Export the model to ONNX¶

[13]:

from yolort.runtime.ort_helper import export_onnx

[14]:

print(f'We are using opset version: {opset_version}')

We are using opset version: 11

[15]:

export_onnx(model=model, onnx_path=onnx_path, opset_version=opset_version)

/opt/conda/lib/python3.8/site-packages/torch/nn/functional.py:3701: UserWarning: To copy construct from a tensor, it is recommended to use sourceTensor.clone().detach() or sourceTensor.clone().detach().requires_grad_(True), rather than torch.tensor(sourceTensor).
  (torch.floor((input.size(i + 2).float() * torch.tensor(scale_factors[i], dtype=torch.float32)).float()))
/coding/yolov5-rt-stack/yolort/models/transform.py:282: TracerWarning: Iterating over a tensor might cause the trace to be incorrect. Passing a tensor of different shape won't change the number of iterations executed (and might lead to errors or silently give incorrect results).
  img_h, img_w = _get_shape_onnx(img)
/coding/yolov5-rt-stack/yolort/models/anchor_utils.py:45: TracerWarning: torch.as_tensor results are registered as constants in the trace. You can safely ignore this warning if you use this function to create tensors out of constant variables that would be the same every time you call this function. In any other case, this might cause the trace to be incorrect.
  anchors = torch.as_tensor(self.anchor_grids, dtype=torch.float32, device=device).to(dtype=dtype)
/coding/yolov5-rt-stack/yolort/models/anchor_utils.py:46: TracerWarning: torch.as_tensor results are registered as constants in the trace. You can safely ignore this warning if you use this function to create tensors out of constant variables that would be the same every time you call this function. In any other case, this might cause the trace to be incorrect.
  strides = torch.as_tensor(self.strides, dtype=torch.float32, device=device).to(dtype=dtype)
/coding/yolov5-rt-stack/yolort/models/box_head.py:402: TracerWarning: torch.as_tensor results are registered as constants in the trace. You can safely ignore this warning if you use this function to create tensors out of constant variables that would be the same every time you call this function. In any other case, this might cause the trace to be incorrect.
  strides = torch.as_tensor(self.strides, dtype=torch.float32, device=device).to(dtype=dtype)
/coding/yolov5-rt-stack/yolort/models/box_head.py:333: TracerWarning: Iterating over a tensor might cause the trace to be incorrect. Passing a tensor of different shape won't change the number of iterations executed (and might lead to errors or silently give incorrect results).
  for head_output, grid, shift, stride in zip(head_outputs, grids, shifts, strides):
/opt/conda/lib/python3.8/site-packages/torch/onnx/symbolic_opset9.py:2815: UserWarning: Exporting aten::index operator of advanced indexing in opset 11 is achieved by combination of multiple ONNX operators, including Reshape, Transpose, Concat, and Gather. If indices include negative values, the exported graph will produce incorrect results.
  warnings.warn("Exporting aten::index operator of advanced indexing in opset " +

Check the exported ONNX model is well formed

[16]:

# Load the ONNX model
onnx_model = onnx.load(onnx_path)

# Check that the model is well formed
onnx.checker.check_model(onnx_model)

# Print a human readable representation of the graph
# print(onnx.helper.printable_graph(model.graph))

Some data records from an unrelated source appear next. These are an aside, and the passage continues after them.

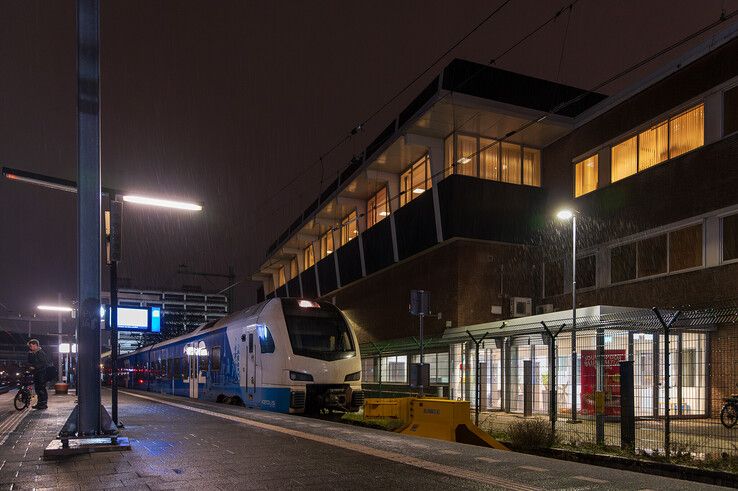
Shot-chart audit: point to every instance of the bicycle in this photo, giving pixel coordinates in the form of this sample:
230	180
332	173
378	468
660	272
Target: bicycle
24	397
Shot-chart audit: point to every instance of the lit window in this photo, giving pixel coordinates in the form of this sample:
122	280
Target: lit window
730	237
531	167
415	181
687	131
625	159
349	228
326	244
466	161
293	268
586	176
367	370
510	160
489	159
377	208
309	256
685	248
393	369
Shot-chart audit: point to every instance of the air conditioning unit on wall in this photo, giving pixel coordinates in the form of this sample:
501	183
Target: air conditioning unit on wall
521	306
546	308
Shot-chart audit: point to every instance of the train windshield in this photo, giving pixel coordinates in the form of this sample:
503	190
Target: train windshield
317	330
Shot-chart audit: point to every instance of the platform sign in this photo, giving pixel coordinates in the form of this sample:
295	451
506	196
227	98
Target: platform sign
140	319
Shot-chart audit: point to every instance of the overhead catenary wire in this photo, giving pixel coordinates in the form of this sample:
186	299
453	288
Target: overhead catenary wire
599	85
723	18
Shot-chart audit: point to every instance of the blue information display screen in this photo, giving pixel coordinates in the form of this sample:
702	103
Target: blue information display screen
144	319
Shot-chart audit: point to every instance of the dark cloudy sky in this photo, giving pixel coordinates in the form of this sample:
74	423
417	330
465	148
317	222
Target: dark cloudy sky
226	102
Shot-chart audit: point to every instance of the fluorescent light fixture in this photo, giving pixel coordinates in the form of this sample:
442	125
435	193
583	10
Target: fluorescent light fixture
308	304
55	308
165	203
565	215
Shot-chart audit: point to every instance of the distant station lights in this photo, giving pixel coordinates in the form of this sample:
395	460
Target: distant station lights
55	308
164	203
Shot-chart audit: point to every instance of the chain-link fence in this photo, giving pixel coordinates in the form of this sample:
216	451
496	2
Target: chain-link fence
652	381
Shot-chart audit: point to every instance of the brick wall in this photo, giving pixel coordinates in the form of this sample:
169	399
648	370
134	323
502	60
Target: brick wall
463	276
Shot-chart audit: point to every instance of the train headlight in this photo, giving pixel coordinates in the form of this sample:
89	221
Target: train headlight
351	377
304	377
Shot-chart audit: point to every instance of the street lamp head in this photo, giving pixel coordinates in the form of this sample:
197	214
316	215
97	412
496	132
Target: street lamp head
165	203
55	308
565	215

Inference on ONNX Runtime backend¶

Check the version of ONNX Runtime first.

[17]:

print(f'Starting with onnx {onnx.__version__}, onnxruntime {onnxruntime.__version__}...')

Starting with onnx 1.10.2, onnxruntime 1.10.0...

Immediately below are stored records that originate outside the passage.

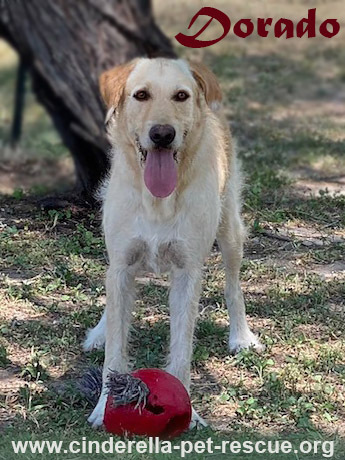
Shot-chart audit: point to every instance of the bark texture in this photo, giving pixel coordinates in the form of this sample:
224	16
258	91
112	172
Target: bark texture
66	44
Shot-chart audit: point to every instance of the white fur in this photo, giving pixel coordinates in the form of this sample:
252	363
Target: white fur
173	234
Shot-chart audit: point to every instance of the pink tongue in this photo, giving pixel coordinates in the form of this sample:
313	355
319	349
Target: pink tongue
160	173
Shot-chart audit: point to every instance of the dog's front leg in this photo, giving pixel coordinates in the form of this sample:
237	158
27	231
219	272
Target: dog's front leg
120	301
183	301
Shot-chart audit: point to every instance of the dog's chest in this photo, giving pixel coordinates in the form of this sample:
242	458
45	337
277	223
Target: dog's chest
153	256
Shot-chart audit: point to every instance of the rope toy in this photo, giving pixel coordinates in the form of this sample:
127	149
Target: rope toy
147	402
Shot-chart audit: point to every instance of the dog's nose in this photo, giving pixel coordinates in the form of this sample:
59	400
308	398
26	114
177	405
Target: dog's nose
162	135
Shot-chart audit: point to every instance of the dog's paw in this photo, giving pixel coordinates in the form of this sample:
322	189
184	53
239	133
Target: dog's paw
247	340
97	416
95	339
197	421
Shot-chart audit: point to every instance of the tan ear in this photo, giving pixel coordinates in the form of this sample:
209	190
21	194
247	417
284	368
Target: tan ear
112	83
208	82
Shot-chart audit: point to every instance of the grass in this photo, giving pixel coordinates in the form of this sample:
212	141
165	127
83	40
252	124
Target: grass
282	100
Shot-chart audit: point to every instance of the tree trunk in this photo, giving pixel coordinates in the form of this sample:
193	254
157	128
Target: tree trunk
66	44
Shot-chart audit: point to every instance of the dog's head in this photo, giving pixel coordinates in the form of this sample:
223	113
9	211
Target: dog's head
156	105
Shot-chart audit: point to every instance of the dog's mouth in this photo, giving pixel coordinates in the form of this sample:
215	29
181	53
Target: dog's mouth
160	169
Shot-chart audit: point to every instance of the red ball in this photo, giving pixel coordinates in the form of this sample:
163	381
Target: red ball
167	412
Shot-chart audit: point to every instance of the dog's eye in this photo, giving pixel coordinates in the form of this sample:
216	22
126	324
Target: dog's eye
181	96
141	95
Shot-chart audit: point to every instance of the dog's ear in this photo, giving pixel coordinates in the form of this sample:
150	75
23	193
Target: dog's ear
112	84
208	83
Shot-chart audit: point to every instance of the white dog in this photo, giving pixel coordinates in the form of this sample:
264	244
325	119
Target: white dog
174	187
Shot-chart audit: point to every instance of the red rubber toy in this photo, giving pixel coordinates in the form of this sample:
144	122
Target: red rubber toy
164	411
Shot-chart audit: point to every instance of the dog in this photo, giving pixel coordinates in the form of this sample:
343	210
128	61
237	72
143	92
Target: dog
174	187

Prepare the inputs for ONNX Runtime.

[18]:

inputs, _ = torch.jit._flatten(images)
outputs, _ = torch.jit._flatten(model_out)

[19]:

inputs = list(map(to_numpy, inputs))
outputs = list(map(to_numpy, outputs))

We provide a pipeline for deploying yolort with ONNX Runtime.

[20]:

from yolort.runtime import PredictorORT

[21]:

y_runtime = PredictorORT(onnx_path, device="cpu")

Providers was initialized.
Set inference device to CPU

[22]:

ort_outs1 = y_runtime.predict(inputs)

Let’s measure the inferencing speed of ONNX Runtime.

[23]:

%%timeit
y_runtime.predict(inputs)

47.7 ms ± 614 µs per loop (mean ± std. dev. of 7 runs, 10 loops each)

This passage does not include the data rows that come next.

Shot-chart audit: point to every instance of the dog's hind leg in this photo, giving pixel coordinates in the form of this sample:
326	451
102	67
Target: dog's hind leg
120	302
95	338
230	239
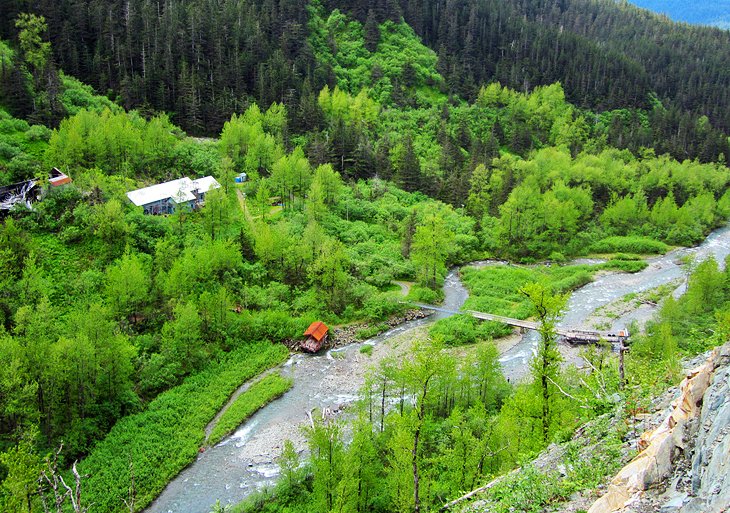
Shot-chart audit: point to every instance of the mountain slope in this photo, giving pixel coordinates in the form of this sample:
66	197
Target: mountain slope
704	12
204	59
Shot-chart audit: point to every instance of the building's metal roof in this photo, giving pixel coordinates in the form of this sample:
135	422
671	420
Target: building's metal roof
180	190
317	330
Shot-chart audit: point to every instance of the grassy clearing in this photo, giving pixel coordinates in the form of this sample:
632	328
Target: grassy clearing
259	395
495	290
162	440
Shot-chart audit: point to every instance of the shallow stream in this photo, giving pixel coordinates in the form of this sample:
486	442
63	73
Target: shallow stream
244	462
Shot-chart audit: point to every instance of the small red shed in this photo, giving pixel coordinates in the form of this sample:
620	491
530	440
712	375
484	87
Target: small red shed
316	336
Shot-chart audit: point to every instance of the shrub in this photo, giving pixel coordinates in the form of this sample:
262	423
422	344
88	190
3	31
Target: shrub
166	437
248	403
629	244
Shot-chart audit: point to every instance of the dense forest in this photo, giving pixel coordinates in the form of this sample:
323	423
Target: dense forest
203	60
388	141
714	13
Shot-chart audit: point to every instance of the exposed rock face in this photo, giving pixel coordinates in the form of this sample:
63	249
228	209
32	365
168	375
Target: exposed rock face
685	463
710	472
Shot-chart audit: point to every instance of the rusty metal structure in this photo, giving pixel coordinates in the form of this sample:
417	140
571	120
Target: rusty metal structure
316	337
21	193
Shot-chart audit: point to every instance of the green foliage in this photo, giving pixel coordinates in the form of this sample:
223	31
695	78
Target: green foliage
166	436
394	66
77	96
260	394
464	329
632	244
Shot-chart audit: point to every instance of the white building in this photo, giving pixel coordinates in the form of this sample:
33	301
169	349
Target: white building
164	198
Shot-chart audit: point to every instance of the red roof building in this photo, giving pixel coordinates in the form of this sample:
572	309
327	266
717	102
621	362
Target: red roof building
58	178
316	336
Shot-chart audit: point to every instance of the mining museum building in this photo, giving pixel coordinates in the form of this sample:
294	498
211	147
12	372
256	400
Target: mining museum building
165	198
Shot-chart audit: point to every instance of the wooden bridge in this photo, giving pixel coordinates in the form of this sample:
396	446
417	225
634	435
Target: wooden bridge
573	336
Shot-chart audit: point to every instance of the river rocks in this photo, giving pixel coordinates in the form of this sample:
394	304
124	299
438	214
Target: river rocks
346	335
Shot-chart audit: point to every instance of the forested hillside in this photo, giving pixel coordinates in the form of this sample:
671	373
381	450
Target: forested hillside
711	12
204	60
381	142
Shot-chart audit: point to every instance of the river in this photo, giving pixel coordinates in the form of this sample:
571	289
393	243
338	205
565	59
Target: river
244	463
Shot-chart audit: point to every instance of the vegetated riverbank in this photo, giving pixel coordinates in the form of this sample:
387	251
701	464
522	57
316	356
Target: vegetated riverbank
246	461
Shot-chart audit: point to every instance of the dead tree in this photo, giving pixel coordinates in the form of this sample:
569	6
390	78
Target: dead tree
51	481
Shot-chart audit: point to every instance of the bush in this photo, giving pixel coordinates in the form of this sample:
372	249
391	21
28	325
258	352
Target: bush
459	330
627	266
248	403
165	438
629	244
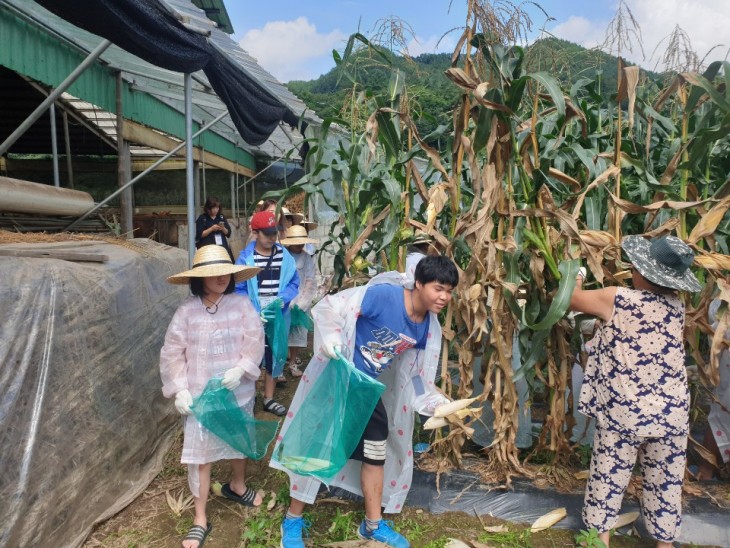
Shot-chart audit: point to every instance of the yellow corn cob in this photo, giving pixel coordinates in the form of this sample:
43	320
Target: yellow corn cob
548	520
452	407
626	519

Verify whether the inference results are consistent with PyTorch’s¶

[24]:

for i in range(0, len(outputs)):
    torch.testing.assert_allclose(outputs[i], ort_outs1[i], rtol=1e-04, atol=1e-07)

print("Exported model has been tested with ONNXRuntime, and the result looks good!")

Exported model has been tested with ONNXRuntime, and the result looks good!

Verify another image¶

When using dynamic shape inference in trace mode, the shape inference mechanism for some operators may not work, so we verify it once for another image with a different shape as well.

[25]:

images = [img_two]

[26]:

with torch.no_grad():
    out_pytorch = model(images)

[27]:

inputs, _ = torch.jit._flatten(images)
outputs, _ = torch.jit._flatten(out_pytorch)

[28]:

inputs = list(map(to_numpy, inputs))
outputs = list(map(to_numpy, outputs))

Compute onnxruntime output prediction.

[29]:

ort_outs2 = y_runtime.predict(inputs)

Let’s measure the inferencing speed of ONNX Runtime.

[30]:

%%timeit
y_runtime.predict(inputs)

37.5 ms ± 767 µs per loop (mean ± std. dev. of 7 runs, 10 loops each)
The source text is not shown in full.